Nunca a tinha visto com tal mau-humor como naquela noite. Tudo se resolveu
quando uma de suas amigas me sussurrou, dizendo-me que ela estava esperando (e
todos os demais presentes) que eu a tirasse para dançar. Pedi a honra e obtive
o que todos desejavam... o desastre. Como é possível dançar tão mal, quantos
risos dela, do público e meus... Por deus (com letra minúscula), que desastre!

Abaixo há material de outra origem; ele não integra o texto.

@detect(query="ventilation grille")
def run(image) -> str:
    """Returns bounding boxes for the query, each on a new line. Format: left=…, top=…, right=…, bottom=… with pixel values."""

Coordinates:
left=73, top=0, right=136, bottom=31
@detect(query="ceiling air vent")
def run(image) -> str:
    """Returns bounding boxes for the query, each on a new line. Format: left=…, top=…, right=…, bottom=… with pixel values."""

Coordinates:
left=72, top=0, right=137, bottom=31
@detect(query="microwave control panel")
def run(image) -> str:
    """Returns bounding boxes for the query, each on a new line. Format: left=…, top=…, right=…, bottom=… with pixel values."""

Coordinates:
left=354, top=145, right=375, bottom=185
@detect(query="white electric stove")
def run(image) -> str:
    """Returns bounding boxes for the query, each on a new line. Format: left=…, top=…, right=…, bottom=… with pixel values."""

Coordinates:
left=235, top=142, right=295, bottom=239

Bem, no fim da festa eu bailava um pouco melhor, até dancei com uma de suas
amigas, que me pediu a honra.
Que noite
maravilhosa, como eu a amo, que caminhada deliciosa de regresso à sua pousada.
***
Ela nunca me
disse nada quanto aos gastos domésticos. De vez em quando, eu me
responsabilizava pela despesa de algum reparo custoso, ou pela compra de algum
animal a ser incorporado ao nosso rebanho, já que isto se fazia necessário
devido ao incremento das vendas. Tendo em vista que a maior parte no aumento de
negócios devia-se à minha presença, os gastos ficavam, assim, equilibrados. É
assim que eu sou! Um pouco atrevido. E sim... nós deuses também vamos ao banco,
depositamos o que ganhamos e eles nos pagam alguns poucos juros.
****
Nosso rebanho já
era de doze vacas e sete novilhos. Nunca tivemos filhos, ela jamais os quis.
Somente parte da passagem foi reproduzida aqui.